Tools Development and Open Source Neuroscience
Author: Valentín Agulló | email: valentin_a_98@hotmail.com
Valentín Agulló 1°, Nicolás Martorell 1°, Violeta Medan 1°
1° Instituto de Fisiología Biología Molecular y Neurociencias, CONICET-UBA
Our behavior determines how we interact with the environment. However, understanding of how the brain processes information to organize behavior is still incomplete. Critically, detection of dangerous stimuli (predators) determine the escape (avoiding death). Here, we recorded responses of zebrafish larvae to different visual and auditory stimuli (separately or in combination) and analyzed the kinematics of the locomotor response. We developed a tracking algorithm based on OpenCV (Python) followed by computational analysis to extract different quantitative parameters of the trajectory. Our goal was to find relevant variables to perform an automatic categorization of behavioral escape patterns.
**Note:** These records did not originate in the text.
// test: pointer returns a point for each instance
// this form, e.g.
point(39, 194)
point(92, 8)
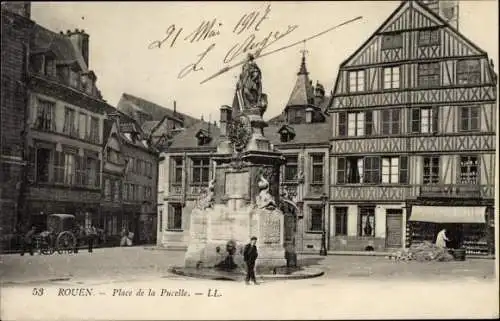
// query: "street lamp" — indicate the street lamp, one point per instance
point(322, 251)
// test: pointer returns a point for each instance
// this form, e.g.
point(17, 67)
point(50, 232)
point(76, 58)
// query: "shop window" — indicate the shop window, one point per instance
point(174, 217)
point(340, 221)
point(316, 219)
point(366, 221)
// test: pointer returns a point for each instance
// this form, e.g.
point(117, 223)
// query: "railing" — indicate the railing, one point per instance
point(452, 191)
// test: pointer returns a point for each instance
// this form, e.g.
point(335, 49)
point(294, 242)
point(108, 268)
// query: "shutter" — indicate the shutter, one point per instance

For this, locomotor activity was segmented into discrete events by defining thresholds taken in the phase space of linear and angular velocity. This allowed separation of slow events (such as normal swimming bouts, n?8900) and fast events (FE, n=588). Next we compared maximum speeds and accelerations, maximum twist angle, etc. between a subset of FE categorized by an observer as C-start (oCS, n=167) and all FE. Importantly, the method labeled >95% of all oCS as FE. Results show that 1) rapid escape events can be automatically classified based on a low number of kinetic variables, 2) auditory escapes have higher maximum velocities than visual escapes, 3) audiovisual escapes show a bimodal distribution and 4) substantial variability in FE requires additional parameters to be categorized.